Detrás del tedio y los grandes pesdares que abruman
con su peso la existencia brumosa, dichoso aquel
que puede con ala vigorosa arrojarse hacia los campos luminosos y serenos.
Baudelaire
Existen una serie de elucubraciones que dan vida a Mis dominios (2017, pista 8), en las que Enrique Bunbury, tomando como referencia al personaje de Bartleby, realiza una genialidad analógica al dejar que la vida fluya sin intentar darle gusto a los demás, inmortalizando nuevamente la frase del mentado personaje emanado de la pluma de Herman Melville: I would prefer not to.
Comenzaré por contar una anécdota, a fin de sustentar el preludio para buscar interpretar un análisis de esta alegoría.
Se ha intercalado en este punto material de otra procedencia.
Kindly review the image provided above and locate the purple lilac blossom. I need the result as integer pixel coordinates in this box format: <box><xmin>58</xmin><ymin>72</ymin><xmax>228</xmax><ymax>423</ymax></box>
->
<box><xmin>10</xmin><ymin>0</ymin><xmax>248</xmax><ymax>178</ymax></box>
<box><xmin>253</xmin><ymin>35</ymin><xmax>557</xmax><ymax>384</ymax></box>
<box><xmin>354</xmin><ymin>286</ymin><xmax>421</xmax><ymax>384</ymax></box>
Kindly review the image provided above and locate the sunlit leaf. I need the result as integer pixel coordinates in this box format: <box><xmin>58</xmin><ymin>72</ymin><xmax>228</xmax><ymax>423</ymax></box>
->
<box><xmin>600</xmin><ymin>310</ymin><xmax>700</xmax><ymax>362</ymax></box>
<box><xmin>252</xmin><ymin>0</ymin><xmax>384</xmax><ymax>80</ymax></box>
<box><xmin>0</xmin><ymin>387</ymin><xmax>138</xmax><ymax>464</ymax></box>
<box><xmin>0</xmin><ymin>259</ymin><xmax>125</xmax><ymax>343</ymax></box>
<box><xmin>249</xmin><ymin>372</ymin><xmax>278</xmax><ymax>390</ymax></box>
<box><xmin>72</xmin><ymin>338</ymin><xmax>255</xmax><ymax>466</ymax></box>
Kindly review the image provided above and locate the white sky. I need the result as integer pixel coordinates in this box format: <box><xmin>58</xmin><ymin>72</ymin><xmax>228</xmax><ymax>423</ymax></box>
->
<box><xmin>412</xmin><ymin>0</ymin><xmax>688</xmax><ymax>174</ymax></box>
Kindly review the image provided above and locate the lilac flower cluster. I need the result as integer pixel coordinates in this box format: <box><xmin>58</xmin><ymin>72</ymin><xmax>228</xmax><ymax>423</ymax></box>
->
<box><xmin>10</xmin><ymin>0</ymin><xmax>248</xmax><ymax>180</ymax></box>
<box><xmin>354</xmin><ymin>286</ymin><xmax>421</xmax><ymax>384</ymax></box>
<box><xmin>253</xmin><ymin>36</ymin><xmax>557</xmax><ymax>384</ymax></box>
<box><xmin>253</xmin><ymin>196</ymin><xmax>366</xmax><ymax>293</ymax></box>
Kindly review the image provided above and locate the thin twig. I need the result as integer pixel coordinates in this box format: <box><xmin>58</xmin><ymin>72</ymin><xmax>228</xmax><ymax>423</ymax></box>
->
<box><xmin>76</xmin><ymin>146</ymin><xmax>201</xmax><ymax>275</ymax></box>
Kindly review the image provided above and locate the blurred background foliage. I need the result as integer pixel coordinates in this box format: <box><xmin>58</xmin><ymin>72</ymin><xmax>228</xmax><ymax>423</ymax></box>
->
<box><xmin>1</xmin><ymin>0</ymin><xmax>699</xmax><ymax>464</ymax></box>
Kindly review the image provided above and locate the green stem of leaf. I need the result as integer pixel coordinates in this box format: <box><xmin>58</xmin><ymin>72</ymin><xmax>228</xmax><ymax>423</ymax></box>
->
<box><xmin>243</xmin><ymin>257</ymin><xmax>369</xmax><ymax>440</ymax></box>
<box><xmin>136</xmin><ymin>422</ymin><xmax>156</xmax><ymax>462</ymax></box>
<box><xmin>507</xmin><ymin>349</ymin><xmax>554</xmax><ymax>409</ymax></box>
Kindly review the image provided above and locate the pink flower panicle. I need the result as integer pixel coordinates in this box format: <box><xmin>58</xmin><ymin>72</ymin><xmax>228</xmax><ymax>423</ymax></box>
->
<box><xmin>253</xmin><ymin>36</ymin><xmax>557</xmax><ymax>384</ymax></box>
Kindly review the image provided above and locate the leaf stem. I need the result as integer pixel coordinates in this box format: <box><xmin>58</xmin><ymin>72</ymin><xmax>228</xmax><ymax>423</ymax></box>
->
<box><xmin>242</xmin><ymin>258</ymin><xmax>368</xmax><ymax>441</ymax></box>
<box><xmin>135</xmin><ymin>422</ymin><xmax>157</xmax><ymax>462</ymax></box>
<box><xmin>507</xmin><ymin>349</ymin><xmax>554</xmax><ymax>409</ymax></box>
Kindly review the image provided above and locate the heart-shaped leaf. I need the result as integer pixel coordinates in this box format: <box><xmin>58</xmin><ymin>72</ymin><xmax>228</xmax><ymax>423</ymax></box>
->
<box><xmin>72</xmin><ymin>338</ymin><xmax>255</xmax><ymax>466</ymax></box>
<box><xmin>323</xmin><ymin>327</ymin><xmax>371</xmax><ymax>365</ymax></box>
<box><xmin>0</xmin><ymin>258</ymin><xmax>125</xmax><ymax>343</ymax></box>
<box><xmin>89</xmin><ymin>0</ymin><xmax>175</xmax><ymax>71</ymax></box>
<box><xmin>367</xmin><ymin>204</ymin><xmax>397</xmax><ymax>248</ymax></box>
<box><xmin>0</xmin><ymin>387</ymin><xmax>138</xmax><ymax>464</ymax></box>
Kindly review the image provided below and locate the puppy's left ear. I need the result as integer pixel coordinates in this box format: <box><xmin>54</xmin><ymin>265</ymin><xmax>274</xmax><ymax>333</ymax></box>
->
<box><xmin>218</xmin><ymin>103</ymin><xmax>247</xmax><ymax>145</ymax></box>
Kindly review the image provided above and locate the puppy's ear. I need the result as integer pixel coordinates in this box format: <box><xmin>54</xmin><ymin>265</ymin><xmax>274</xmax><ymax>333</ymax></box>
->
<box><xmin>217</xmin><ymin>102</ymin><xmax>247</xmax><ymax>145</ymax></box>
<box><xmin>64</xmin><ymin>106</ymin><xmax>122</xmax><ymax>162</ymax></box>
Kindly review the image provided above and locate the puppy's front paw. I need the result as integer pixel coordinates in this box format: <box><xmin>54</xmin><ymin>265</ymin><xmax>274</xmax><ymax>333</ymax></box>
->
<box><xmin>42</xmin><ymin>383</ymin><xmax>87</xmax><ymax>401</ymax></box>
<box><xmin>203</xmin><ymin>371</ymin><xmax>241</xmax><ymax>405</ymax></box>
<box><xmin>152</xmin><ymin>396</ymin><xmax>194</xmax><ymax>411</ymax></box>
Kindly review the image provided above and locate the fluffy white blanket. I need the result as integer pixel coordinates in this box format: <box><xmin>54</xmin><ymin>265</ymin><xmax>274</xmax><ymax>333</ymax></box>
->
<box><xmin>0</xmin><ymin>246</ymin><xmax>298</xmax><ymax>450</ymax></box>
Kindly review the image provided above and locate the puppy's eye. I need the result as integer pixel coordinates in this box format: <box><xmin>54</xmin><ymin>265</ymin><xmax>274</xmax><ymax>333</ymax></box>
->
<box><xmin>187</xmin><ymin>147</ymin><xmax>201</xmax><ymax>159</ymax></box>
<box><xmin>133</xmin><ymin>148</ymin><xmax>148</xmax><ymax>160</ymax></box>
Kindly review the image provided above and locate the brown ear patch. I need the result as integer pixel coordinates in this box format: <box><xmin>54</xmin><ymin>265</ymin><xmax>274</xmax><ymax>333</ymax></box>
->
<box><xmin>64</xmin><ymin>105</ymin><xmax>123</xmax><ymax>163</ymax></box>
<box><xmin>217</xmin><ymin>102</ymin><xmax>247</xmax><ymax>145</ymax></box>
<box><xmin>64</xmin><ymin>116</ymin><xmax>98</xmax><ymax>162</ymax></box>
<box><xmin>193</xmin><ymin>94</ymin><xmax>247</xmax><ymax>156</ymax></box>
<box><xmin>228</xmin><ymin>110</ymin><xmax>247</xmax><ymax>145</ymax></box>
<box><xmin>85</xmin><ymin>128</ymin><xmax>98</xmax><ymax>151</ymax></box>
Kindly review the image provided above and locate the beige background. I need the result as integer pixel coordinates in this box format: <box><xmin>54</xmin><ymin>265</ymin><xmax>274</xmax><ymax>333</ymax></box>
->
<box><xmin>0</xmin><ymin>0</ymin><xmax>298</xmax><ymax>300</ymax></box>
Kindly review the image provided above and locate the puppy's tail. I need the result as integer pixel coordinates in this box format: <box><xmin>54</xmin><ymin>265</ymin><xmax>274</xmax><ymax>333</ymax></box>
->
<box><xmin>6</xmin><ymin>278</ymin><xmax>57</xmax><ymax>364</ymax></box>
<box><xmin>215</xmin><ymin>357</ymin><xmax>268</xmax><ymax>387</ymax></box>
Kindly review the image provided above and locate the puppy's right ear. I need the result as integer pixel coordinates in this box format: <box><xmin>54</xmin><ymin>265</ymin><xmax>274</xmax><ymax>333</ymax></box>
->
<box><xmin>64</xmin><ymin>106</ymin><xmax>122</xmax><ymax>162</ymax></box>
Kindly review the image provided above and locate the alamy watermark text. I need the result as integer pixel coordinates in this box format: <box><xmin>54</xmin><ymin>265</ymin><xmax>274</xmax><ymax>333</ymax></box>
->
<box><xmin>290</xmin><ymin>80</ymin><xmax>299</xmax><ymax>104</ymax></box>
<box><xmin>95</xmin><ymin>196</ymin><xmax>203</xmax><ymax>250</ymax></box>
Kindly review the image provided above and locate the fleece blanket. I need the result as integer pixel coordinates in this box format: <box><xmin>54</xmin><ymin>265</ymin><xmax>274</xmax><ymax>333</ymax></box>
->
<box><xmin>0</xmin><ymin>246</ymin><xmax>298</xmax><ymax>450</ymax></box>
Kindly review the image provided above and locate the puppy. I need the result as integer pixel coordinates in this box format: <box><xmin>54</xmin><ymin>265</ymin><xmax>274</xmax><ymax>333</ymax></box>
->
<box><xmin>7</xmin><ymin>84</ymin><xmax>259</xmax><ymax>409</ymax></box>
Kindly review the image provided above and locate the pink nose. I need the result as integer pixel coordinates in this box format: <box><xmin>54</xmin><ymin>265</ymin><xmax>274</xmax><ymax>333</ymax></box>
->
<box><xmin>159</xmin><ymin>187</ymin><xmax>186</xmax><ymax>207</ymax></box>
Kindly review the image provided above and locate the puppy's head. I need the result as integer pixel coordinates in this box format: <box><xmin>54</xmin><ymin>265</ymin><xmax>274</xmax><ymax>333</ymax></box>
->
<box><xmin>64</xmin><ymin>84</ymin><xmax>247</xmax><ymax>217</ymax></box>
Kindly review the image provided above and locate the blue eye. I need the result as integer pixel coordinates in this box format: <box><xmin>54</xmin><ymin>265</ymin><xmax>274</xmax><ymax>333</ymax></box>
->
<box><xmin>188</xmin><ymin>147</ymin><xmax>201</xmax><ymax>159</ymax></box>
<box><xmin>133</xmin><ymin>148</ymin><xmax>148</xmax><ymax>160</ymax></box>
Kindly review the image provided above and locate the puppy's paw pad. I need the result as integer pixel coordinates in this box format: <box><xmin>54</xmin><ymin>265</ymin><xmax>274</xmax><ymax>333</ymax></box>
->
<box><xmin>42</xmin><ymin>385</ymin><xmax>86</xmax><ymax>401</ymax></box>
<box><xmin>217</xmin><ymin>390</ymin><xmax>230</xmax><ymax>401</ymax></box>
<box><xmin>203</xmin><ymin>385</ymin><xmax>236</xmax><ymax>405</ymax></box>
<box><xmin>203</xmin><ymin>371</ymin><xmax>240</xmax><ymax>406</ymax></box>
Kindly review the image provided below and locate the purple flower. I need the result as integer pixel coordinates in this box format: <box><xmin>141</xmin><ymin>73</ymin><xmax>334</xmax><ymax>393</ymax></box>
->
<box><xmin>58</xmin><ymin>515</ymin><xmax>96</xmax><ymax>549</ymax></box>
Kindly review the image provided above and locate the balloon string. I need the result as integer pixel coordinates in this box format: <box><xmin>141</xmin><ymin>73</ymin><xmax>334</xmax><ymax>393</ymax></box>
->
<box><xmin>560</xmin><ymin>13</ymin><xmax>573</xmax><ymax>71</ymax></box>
En cierta ocasión, un conocido traía una fragancia en su automóvil. Al cuestionarle si era de su agrado esa edición de la misma, contestó sin ambages que no; la usaba porque había sido un obsequio de su concubina, quien se la había regalado con cariño, y para no decepcionarla, la usaría hasta terminarla. Sin embargo, sentía incomodidad, incluso al olfato, de forma recurrente. Así caí en la cuenta de cómo, en dicha relación, mucho del diario vivir era enmascarado; ambos usaban un disfraz para agradar al otro, aunque fuera contrario a sus gustos.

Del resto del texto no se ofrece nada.